Us: So the argument here is that Talion’s posture and approach to his wife are too murder-like, and that because the button mapping is the same as the stealth kill button, it triggers the wrong emotions. While this is more of a sound argument, we still disagree. Talion is a ranger. It is his job to sneak around and he is great at what he does; maybe even the best. When he thinks of sneaking, there is only one way he goes about it – the way he was taught. If a fireman playfully carried his child to bed it would probably be over his shoulder, as he or she was taught. In the context that was occurring, all I thought was “Huh that’s pretty clever”; and that brings us to our final point.
They said: “This is a relatively small issue with a game that is earning an amazing amount of praise.”

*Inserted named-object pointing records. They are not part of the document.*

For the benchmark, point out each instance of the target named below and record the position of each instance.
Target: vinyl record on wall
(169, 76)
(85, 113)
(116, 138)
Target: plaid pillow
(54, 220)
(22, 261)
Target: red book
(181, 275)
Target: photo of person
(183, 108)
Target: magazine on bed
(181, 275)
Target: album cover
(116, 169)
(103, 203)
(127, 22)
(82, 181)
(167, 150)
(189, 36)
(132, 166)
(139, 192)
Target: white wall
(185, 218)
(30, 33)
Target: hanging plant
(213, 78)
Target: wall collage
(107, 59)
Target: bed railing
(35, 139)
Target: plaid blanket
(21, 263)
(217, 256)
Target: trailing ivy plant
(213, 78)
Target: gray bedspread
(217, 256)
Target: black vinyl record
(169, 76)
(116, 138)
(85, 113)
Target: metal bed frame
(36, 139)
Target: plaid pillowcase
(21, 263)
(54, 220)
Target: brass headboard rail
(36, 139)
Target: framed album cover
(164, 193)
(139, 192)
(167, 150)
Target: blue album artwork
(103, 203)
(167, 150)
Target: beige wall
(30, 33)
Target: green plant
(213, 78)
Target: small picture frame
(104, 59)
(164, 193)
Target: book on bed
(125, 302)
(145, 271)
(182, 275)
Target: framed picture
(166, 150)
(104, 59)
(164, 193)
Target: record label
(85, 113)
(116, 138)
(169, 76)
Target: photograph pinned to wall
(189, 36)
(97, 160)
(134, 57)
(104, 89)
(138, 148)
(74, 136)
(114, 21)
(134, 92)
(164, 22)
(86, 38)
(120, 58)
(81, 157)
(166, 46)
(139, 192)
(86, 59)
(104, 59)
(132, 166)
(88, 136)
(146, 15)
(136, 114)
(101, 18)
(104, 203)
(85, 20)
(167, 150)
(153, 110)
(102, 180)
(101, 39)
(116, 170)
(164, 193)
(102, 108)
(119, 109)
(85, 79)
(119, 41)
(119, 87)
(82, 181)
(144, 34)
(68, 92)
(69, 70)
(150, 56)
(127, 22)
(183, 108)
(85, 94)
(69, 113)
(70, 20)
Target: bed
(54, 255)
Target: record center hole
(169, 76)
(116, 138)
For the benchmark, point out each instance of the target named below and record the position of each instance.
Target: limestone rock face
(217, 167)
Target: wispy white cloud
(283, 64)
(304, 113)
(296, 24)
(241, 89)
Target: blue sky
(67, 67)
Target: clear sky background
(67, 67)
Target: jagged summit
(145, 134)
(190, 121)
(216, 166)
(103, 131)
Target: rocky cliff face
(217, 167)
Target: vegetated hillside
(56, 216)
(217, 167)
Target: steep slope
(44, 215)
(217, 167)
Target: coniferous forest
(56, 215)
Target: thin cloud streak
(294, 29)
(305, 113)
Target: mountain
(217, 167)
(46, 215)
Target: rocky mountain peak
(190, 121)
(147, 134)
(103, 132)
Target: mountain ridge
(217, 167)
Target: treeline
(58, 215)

Us: Exactly right. This is only fifteen seconds of a fantastic new game with hours and hours of gameplay. If button mapping during a tutorial that tries to grow character relationships is your main concern, its hardly a concern at all.
So is this a misstep by Monolith? Do you agree with the Polygon author? Or was this a nitpicky find, making mountains of mole hills? Let us here your comments!
We love and respect all the authors that we rebut in Your Opinion is Wrong. These entries are for satire, sarcasm, and counter-point. Cheers, Polygon!